Remember all the noise Republicans in Congress generated about repealing and replacing the Affordable Care Act (better known to most of us as Obamacare)? Recall the responding noise from Democrats defending what likely was the Obama's administration's signature domestic legislation?

Whether you're for or against, Obamacare seemed almost certain to be a big part of the buildup to the 2020 election. And health care, almost by necessity including Obamacare, still may be part of the noise as election time draws closer.

But a once screaming hot issue that as far as we know hasn't been resolved has gone quiet. What's happened?

Certainly health care and its related insurance coverage remains an issue for many Americans, both workers and their employers. And the ACA remains a subject that still does pop up in conversations. The passion, however, seems to have disappeared.

Signed into law by then President Barack Obama on March 23, 2010, Obamacare is no longer a hot-button issue, at least today.

For one thing, Wessels Sherman attorney Peter E. Hansen said when we talked late last month, Republicans seem to have accepted that "Their constituents don't want a big repeal" of the ACA. Why not? Part of the reason, Hansen continues, is that "There seems to be no reasonable replacement" for the current law.
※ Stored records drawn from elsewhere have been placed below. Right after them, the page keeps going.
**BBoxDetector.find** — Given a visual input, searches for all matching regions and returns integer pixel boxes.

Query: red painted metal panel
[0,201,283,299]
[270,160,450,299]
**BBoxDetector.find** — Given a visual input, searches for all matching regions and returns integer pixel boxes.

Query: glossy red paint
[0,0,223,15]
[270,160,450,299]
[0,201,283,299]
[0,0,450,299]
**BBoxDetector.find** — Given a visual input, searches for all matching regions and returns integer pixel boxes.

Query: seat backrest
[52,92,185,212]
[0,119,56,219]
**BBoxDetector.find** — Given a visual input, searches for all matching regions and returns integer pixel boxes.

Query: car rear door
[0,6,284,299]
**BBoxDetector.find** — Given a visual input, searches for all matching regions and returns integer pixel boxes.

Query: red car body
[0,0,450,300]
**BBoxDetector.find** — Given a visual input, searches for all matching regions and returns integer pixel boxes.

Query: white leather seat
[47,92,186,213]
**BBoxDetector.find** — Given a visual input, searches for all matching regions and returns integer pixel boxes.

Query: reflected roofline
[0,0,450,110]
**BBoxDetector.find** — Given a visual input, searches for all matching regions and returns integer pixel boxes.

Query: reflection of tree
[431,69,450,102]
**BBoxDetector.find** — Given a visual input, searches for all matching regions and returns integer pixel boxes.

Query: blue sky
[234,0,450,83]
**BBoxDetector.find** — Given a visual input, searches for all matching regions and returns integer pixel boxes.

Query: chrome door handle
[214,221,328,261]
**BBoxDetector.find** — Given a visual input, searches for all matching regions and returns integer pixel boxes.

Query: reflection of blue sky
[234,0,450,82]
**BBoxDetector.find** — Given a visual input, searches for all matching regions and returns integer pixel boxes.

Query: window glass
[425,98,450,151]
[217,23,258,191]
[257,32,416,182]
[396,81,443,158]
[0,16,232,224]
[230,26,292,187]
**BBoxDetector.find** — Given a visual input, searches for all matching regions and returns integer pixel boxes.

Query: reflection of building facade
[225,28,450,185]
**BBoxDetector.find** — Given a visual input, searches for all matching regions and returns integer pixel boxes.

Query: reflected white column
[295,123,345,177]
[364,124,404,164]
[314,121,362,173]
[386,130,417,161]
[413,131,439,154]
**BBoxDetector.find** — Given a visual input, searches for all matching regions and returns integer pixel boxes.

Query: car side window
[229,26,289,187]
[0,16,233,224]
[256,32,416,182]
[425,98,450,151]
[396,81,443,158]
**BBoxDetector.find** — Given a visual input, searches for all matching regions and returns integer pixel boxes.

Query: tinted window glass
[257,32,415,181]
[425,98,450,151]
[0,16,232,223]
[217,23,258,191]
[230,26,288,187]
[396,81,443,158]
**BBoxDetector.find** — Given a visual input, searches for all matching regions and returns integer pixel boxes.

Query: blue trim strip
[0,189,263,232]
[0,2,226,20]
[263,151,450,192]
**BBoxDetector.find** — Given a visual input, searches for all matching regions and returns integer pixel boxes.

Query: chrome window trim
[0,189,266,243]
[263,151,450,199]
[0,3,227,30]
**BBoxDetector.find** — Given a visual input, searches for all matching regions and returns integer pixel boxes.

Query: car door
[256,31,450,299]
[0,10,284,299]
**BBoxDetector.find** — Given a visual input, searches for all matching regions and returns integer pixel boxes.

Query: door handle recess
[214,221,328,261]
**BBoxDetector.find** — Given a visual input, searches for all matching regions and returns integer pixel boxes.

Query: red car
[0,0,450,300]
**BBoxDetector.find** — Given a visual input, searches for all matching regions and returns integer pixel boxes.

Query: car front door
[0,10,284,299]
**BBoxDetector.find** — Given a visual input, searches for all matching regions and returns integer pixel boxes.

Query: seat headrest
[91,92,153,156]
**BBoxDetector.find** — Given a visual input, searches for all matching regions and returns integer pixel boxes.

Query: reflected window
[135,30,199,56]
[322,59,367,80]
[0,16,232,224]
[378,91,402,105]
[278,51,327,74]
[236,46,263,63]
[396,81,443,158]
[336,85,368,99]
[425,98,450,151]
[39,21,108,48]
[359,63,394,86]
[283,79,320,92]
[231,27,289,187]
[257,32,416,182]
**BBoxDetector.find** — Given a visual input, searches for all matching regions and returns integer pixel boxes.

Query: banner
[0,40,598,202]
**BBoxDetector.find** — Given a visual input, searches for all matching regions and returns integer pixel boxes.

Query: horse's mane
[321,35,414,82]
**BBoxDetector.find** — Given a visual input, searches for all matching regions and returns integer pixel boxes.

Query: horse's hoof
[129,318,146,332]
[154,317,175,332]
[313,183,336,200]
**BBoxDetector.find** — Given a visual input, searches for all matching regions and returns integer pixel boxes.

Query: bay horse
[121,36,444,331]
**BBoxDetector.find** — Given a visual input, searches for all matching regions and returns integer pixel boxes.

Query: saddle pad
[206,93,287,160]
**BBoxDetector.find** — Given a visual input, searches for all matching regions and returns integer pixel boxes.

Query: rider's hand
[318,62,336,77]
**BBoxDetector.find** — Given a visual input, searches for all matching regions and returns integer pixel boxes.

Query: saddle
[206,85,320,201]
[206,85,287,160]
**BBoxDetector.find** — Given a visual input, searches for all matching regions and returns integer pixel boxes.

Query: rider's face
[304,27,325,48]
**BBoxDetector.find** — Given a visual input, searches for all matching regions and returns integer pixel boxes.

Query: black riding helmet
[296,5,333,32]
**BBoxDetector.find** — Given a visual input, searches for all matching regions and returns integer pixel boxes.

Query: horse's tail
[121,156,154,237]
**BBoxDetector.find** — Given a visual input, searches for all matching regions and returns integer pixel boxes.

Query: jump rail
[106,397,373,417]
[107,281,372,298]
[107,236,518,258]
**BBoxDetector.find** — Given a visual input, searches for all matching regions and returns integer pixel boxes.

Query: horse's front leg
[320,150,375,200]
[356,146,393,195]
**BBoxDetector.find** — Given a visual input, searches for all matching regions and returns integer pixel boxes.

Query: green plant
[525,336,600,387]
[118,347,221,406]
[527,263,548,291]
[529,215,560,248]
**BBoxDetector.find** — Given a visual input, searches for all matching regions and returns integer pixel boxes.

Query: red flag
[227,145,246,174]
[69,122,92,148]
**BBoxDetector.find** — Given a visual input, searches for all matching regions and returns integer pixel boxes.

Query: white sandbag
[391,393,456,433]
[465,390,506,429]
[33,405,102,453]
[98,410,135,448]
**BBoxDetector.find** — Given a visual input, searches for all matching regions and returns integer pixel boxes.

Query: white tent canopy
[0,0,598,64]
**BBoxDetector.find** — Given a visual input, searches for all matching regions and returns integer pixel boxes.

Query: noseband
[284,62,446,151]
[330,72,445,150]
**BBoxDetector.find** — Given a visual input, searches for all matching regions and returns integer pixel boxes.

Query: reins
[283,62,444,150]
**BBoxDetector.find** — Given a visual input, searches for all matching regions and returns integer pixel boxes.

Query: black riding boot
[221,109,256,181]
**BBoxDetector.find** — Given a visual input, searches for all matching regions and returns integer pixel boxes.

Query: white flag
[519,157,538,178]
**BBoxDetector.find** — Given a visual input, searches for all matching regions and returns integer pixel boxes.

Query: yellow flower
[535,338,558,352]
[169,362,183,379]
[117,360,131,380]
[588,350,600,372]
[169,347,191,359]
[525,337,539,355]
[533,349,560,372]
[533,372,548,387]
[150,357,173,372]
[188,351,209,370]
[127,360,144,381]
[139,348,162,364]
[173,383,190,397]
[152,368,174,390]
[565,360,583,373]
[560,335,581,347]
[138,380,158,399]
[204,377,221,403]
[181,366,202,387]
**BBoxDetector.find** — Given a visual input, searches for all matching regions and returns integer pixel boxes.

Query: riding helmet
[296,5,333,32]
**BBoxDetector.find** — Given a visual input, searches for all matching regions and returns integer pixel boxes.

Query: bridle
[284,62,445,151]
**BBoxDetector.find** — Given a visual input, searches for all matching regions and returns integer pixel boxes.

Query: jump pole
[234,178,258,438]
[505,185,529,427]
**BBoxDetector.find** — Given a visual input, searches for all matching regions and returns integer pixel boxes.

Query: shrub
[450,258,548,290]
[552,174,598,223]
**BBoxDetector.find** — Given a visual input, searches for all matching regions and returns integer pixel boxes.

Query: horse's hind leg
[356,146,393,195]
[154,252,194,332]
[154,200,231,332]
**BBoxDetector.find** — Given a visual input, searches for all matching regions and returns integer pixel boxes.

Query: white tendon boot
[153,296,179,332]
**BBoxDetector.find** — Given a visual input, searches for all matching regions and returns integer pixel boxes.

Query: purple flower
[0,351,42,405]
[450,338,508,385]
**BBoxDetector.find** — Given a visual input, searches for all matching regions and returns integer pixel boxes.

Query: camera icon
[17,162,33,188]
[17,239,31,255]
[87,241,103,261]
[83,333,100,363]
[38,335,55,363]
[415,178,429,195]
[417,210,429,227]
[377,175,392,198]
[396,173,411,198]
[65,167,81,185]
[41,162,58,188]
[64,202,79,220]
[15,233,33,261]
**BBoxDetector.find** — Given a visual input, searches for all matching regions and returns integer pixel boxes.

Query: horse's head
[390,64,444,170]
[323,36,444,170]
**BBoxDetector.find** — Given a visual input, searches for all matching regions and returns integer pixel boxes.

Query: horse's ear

That's one likely reason why employers and their employees apparently have accepted Obamacare as a health coverage option.

Hansen is an associate attorney in the Wessels Sherman St. Charles office; health care issues are a primary Hansen focus.

Wessels Sherman - actually Wessels Sherman Joerg Liszka Laverty Seneczko PC - is a management focused employment law firm with offices in Illinois (Chicago, in addition to St. Charles), Iowa, Wisconsin and Minnesota.

There are other reasons Obamacare may have fallen out of our discussion priorities:

* The Mueller investigation into the President's alleged campaign dealings with the Russians is still grabbing headlines and popping up in talk show discussions.

* Another, perhaps more apt reason, may be in a Hansen-written client update noting that a Texas District Court declared in December that Obamacare was invalid. That opinion has been appealed but, at least early this month, no action appeared to have been taken on the appeal.

* Many employers and their employees apparently have decided Obamacare is easier to live with than they once thought.

* Perhaps President Donald Trump's promise that an ACA replacement would be a postelection happening in 2020 (based obviously on his assumption of a GOP victory at the polls) has effectively quieted the issue.

* Maybe the electorate is saying it's time to talk about something else.

The issue still exists, which means now may be a good time for business owners to brush up on the details - which, Hansen wrote in his bulletin, include federally mandated penalties on employers who fail to offer affordable coverage

You may want to review benefit issues again with your insurance agent-benefit advisor-employment law attorney.